Comment by ksymph

8 hours ago

Semi off-topic, but does anyone know of good resources for jj that don't assume git knowledge? Steve's and others are high quality, but often things are explained in terms of git equivalents or describe workflows that I struggle to fully understand the purpose of, as someone who knows only the barest basics of git necessary to work on personal projects.

If none exist, I think there's a great opportunity there, for anyone with the knowledge and motivation to make some absolute beginner guides. Already jj is infinitely more user-friendly, and as the tool matures, it isn't far fetched to think a new generation of programmers could go straight to jj without knowing their way around git first.

I'm not immediately aware. There's a certain amount of git-ness embedded in it with it being a DAG, having commits, and being compatible with git remotes. And, since the industry still runs on git, most people will need to learn it somewhat, anyway.

Honestly, until JJ is 1.0, I wouldn't recommend it for beginners. There's significant changes happening to the interface still.

  • I've been using it in relatively the same way for a while now. The only meaningful changes were native support for `tug` and `absorb`, neither of which significantly changed my workflow.

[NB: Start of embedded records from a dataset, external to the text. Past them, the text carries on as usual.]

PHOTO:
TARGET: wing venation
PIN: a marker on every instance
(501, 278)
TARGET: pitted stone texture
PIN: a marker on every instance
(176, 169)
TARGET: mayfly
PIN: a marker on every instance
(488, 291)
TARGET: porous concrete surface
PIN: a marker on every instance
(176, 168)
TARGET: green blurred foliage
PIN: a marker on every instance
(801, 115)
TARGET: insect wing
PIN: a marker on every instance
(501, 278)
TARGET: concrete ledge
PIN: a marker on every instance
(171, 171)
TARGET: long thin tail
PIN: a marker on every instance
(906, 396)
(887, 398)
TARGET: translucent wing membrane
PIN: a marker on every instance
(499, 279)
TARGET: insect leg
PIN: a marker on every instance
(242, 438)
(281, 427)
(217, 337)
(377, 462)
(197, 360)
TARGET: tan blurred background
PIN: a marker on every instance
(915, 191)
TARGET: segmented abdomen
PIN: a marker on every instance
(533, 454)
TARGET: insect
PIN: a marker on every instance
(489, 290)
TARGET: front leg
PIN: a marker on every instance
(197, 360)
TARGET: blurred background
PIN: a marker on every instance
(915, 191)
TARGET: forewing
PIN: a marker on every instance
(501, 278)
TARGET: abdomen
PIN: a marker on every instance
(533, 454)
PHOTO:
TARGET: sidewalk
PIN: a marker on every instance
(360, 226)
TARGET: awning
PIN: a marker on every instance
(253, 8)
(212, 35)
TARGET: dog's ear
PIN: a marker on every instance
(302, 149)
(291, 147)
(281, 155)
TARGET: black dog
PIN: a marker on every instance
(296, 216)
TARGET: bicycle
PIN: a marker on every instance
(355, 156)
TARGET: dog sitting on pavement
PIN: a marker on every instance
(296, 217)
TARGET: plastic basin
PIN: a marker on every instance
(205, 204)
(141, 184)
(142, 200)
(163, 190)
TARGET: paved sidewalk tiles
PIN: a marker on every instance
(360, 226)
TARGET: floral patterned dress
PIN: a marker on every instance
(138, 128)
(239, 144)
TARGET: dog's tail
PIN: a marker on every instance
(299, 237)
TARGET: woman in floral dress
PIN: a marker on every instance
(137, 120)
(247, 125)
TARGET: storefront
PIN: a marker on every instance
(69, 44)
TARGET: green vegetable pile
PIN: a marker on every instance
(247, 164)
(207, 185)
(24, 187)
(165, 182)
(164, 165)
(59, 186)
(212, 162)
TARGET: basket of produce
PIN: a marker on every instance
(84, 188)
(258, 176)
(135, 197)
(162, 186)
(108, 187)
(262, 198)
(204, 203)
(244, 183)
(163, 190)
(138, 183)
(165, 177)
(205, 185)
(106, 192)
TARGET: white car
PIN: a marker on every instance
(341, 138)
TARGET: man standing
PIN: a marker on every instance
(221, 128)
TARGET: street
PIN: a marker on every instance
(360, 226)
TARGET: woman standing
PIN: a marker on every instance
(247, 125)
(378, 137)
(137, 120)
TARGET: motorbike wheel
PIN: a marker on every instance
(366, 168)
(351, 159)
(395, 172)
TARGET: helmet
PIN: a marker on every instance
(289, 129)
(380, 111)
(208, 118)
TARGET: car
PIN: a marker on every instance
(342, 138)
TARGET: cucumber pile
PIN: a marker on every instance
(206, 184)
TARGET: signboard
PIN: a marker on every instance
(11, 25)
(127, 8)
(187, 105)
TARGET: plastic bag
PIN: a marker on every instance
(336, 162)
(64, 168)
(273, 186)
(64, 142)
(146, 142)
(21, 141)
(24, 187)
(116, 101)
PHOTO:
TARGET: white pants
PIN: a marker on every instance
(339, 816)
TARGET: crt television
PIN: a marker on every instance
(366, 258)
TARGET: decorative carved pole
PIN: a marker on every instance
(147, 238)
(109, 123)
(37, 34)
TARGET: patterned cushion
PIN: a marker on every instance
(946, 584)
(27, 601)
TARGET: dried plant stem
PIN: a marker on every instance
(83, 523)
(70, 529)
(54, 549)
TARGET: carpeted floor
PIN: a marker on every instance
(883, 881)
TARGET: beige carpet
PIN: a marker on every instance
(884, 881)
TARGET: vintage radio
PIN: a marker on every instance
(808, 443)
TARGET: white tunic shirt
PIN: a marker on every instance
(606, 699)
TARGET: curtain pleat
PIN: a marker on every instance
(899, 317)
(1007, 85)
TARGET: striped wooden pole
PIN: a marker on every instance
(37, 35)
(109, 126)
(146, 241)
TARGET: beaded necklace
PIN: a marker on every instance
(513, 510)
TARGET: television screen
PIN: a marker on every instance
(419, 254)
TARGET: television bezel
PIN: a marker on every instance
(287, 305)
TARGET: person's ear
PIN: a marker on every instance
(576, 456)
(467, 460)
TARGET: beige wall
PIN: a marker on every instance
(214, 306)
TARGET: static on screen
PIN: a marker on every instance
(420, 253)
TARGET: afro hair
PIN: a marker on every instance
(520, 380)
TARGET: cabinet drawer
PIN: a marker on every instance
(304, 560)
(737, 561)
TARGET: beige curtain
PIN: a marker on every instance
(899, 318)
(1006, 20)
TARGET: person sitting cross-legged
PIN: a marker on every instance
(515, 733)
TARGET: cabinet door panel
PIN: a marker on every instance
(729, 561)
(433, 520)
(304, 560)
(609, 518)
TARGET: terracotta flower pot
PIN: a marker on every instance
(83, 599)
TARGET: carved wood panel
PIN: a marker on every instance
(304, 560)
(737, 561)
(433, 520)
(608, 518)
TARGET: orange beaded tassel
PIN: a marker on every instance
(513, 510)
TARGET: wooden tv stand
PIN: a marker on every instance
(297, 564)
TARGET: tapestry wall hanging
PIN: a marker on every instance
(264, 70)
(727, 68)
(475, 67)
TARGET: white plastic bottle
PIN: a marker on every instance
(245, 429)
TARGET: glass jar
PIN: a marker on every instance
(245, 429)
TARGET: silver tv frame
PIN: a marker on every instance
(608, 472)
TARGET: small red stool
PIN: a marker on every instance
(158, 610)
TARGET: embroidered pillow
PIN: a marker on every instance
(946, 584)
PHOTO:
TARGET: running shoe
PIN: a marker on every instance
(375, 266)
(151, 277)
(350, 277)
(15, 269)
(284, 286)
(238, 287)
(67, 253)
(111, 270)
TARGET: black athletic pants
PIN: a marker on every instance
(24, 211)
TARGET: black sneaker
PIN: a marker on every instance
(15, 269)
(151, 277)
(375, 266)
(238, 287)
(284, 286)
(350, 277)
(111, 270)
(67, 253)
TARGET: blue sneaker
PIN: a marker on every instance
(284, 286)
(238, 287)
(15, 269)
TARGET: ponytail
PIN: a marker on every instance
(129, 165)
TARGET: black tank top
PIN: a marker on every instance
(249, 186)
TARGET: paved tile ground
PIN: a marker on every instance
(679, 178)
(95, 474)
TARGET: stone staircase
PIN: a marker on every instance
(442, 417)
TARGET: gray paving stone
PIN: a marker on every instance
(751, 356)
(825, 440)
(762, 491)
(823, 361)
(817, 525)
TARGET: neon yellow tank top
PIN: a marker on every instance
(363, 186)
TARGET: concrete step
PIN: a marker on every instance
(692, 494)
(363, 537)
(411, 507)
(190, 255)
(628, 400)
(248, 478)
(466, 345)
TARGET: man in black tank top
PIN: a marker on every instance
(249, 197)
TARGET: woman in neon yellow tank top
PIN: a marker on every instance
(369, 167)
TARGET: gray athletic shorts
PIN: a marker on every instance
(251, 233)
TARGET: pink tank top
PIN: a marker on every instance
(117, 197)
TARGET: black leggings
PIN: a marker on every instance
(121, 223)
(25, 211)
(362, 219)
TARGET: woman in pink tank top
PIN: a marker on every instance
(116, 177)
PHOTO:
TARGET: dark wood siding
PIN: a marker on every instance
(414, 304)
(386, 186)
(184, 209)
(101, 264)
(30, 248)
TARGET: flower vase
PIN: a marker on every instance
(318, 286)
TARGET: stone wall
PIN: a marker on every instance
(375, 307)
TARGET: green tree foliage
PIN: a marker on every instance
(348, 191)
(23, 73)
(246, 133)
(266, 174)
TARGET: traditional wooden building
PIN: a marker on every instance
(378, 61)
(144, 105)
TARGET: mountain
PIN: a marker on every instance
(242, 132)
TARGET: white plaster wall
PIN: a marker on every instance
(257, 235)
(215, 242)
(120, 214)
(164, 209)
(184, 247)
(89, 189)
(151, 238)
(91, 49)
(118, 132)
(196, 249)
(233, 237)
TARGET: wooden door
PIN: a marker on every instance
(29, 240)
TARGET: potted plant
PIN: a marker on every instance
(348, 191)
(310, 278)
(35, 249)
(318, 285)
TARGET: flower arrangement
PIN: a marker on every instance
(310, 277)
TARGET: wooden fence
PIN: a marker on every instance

    • eh, there have been a good amount of breaking changes. `-d`/`--destination` → `-o`/`--onto` (the former isn't yet deprecated though); deprecated `--allow-new` on push (or, forcibly making it the default for `--bookmark`); deprecated `jj bookmark track foo@bar` (and `jj bookmark track foo` having a really-weird system (I personally just call it broken, even though the behavior is intentional) of sometimes tracking the bookmark on all remotes; really I'd call jj's entire system of bookmark tracking/pulling/pushing quite incomplete outside of the trivial cases); various changed revset functions over time that break configs; and a really-annoying thing of `jj git fetch` sometimes abandoning ascendants of `@` leaving you in a confusing state (if not one with conflicts).

      It's certainly very usable despite all that, and the changes are simple enough to adapt to, but it's a pretty new thing.